Pour s'opposer à ce scénario, Dalia, qui n'est affiliée à aucun parti, a récemment rejoint une étonnante coalition des opposants appelée « Did el Tawrees » (contre la passation héréditaire du pouvoir), un genre de melting pot où l'on retrouve des socialistes, des communistes, des révolutionnaires, des Frères Musulmans... Tous sont unis par le refus de voir leur pays tendre vers la « monarchie ». Pour Dalia, l'homme providentiel capable de prendre la tête de son pays s'appelle Ayman Nour, un Egyptien d'une cinquantaine d'années, chef du parti d'opposition Al Ghad (« demain »), qui a déjà fait plusieurs séjours en prison pour avoir osé s'opposer au président actuel en 2006. Un « corrompu bien sûr » mais qui est « mieux » que Gamal Moubarak ou que les Frères musulmans, selon elle. Ce combat politique a valu à Dalia de devenir la bête noire du gouvernement.

A l'automne dernier, elle organise sur son blog un sondage pour savoir qui les internautes souhaitaient voir prendre les rennes du pays lors des prochaines élections. Au choix, dix personnalités égyptiennes.
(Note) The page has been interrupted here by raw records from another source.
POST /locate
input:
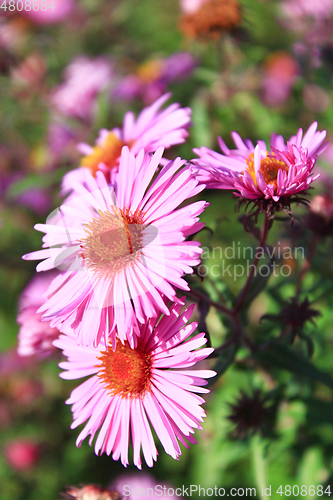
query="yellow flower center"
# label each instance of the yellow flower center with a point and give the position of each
(125, 372)
(108, 154)
(113, 241)
(269, 168)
Le nom Moubarak n'arrivant pas en tête, les autorités ont bien failli faire la peau à notre militante. « En me rendant à mon bureau, j'ai vu une camionnette des forces de sécurité devant l'entrée de l'immeuble. Je les ai contourné et suis montée sur le toit de l'immeuble d'en face où j'ai pu commenté la scène en direct sur twitter et facebook. Dès que l'ambassade américaine a été au courant, les forces de sécurité ont du quitter le lieu sur-le-champ. Ils étaient dégoutés », se souvient Dalia, un petit rire au coin de lèvres.
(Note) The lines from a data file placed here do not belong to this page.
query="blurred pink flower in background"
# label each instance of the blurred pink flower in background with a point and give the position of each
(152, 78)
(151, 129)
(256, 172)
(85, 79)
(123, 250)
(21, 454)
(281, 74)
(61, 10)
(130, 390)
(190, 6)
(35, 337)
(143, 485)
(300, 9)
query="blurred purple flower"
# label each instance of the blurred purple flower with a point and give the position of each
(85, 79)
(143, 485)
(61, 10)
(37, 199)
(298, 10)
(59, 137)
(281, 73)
Oui mais voilà. Ces derniers temps, tout va à vau-l'eau dans la vie de Dalia, l'opposante. Face à Ayman Nour, est apparu Mohamed El Baradei, Prix Nobel de la Paix en 2005 et ancien directeur de l'AIEA (Agence Internationale de Energie Atomique). Cet Egyptien qui vivait jusqu'alors en Autriche, a été plébiscité par les lecteurs du journal d'opposition El-Dustour pour affronter Hosni Moubarak l'an prochain. Désormais de retour dans son pays, cet homme de 68 ans, plutôt réservé, parcourt la campagne égyptienne à la rencontre des habitants. Officiellement, son but n'est pas d'être candidat aux présidentielles. Il plaide pour une modification de la constitution afin de faciliter l'accès au scrutin présidentiel aux candidats indépendants. Mais Dalia sait bien que s'il parvient à son but, la population lui dépliera le tapis rouge. Or pas question pour la blogueuse de soutenir cet intellectuel au parcours pourtant remarquable : « Il est vieux. Ca ne nous changera pas de Moubarak. Et puis il n'a aucune expérience en politique, aucun charisme. Encore mieux vaut Gamal... », lâche-t-elle, un brin résignée.

S'il y en a une qui aimerait la voir jeter l'éponge, c'est bien sa mère. Elle prie pour que sa fille arrête de jouer les Indiana Jones et, surtout, trouve un mari. « Plein de prétendants viennent demander ma main à ma mère. Ce sont tous des religieux. Comme ils me voient voilée, ils croient que je suis pratiquante. Je dis à chaque fois non car l'homme que je veux doit être un modéré, comme moi ». La pratique de la religion est justement un autre différend entre elle et sa famille : « J'ai arrêté de faire mes cinq prières par jour après qu'un cheikh de la mosquée d'Al Azhar ait prononcé une fatwa (ndrl, avis religieux) pour permettre à un homme et une femme de sexe opposé et sans lien de parenté d'être seuls dans une pièce. La condition était que la femme donne le sein à son collège de bureau à cinq reprises. Mais pour qui nous prend-on ? ».